Bulqizë (/sq/; Bulqiza) is a municipality in Dibër County, northeastern Albania. The municipality consists of the administrative units of Fushë-Bulqizë, Gjoricë, Martanesh, Ostren, Shupenzë, Trebisht, Zerqan with Bulqizë constituting its seat. As of the 2023 census, there were 7,875 people residing in Bulqizë and 26,826 in Bulqizë Municipality.

== Demographic history ==

Bulqizë is recorded in the Ottoman defter of 1467 as a hass-ı mir-liva and derbendci settlement in the vilayet of Dulgoberda. Although the register's complete survey on the village is missing, the following household heads are attested: Dimitri Bogdani, Kolë Sharqini, Gjin Kimeza, Gjin Kolandi, Nikolla Budi, Martin Bardi, Progon Buljani, Maqe Kimëza, Istvan Nenada, Progon Bogdani, Dimitri, Todor Damëza, Banek Alakasa, Nikolla Mesina, Budi, Gjergj Garuja, and Gjergj Iglat (from i gjatë, "the tall").

== Geography ==

Bulqizë lies in the lower north-east of Albania adjacent to the border with North Macedonia. The municipalities of Mat and Tirana lie to the west while at the south is the municipality of Librazhd.
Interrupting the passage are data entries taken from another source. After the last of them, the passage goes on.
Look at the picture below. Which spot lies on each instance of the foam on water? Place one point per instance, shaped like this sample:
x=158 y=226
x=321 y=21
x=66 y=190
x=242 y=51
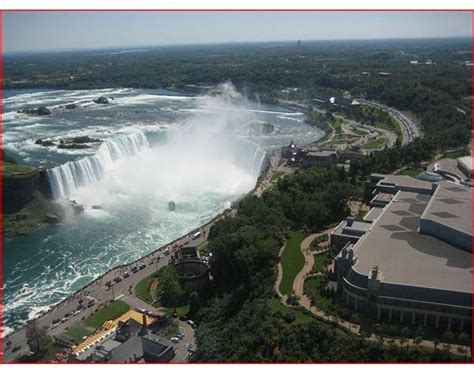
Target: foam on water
x=203 y=159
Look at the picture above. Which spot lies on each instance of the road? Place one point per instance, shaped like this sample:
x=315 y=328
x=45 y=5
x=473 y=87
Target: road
x=410 y=130
x=97 y=293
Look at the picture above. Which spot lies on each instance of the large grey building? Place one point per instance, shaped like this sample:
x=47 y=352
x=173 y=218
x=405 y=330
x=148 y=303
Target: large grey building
x=413 y=264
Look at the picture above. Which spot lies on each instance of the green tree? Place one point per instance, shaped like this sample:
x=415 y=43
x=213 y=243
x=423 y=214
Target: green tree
x=169 y=290
x=194 y=303
x=36 y=338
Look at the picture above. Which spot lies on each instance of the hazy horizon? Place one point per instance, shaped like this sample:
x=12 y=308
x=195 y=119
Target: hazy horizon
x=64 y=31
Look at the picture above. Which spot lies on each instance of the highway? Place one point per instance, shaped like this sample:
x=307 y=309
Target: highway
x=410 y=130
x=96 y=294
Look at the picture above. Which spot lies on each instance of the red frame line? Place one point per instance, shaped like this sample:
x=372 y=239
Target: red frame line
x=221 y=10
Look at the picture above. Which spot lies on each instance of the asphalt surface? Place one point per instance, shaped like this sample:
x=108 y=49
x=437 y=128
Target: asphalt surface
x=410 y=130
x=98 y=293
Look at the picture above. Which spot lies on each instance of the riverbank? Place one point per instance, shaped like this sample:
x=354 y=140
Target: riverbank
x=99 y=293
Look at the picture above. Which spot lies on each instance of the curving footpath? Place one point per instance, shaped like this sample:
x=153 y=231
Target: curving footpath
x=305 y=302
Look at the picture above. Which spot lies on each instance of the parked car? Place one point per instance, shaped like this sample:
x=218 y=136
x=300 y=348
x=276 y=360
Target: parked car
x=16 y=348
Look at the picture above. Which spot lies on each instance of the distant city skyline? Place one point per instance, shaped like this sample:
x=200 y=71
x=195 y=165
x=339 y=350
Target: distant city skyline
x=41 y=31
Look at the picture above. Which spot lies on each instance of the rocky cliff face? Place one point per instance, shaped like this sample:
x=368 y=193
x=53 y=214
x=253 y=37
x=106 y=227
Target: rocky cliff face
x=25 y=206
x=18 y=189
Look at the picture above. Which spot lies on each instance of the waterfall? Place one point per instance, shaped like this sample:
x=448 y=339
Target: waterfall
x=67 y=178
x=250 y=156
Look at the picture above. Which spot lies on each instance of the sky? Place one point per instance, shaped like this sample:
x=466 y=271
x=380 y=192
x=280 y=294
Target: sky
x=36 y=31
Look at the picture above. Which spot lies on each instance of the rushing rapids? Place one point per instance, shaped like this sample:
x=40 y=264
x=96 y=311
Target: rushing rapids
x=67 y=178
x=201 y=153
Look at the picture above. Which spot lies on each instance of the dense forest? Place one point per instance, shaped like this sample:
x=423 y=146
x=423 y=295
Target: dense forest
x=239 y=323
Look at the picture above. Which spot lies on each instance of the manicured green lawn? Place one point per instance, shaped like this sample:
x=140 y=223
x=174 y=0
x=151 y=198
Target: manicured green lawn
x=292 y=261
x=109 y=312
x=77 y=333
x=182 y=310
x=300 y=317
x=142 y=289
x=318 y=265
x=457 y=153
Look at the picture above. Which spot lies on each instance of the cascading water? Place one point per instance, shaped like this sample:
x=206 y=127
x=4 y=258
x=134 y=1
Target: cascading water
x=249 y=155
x=67 y=178
x=197 y=153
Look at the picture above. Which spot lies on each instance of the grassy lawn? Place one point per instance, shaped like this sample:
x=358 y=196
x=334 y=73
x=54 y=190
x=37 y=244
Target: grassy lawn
x=171 y=330
x=411 y=171
x=318 y=265
x=182 y=310
x=292 y=261
x=109 y=312
x=142 y=289
x=457 y=153
x=300 y=317
x=50 y=355
x=312 y=287
x=77 y=333
x=375 y=144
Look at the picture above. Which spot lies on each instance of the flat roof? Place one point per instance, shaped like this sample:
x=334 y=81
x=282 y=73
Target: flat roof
x=450 y=205
x=322 y=153
x=406 y=257
x=384 y=197
x=449 y=165
x=373 y=214
x=406 y=181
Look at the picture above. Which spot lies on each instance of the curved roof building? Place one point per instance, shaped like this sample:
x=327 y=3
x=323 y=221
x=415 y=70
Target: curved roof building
x=414 y=263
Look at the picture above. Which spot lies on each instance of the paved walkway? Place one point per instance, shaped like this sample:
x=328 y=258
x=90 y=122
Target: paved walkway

There are significant sources of chromite (a chromium ore) mined there since the 1980s, which supports most of the economy of the area. The Bulqizë mine has experienced several gas explosions since 1992 – including one with fatalities – recently likely attributed to seeps of natural hydrogen possibly formed from ophiolites and trapped within a faulted reservoir.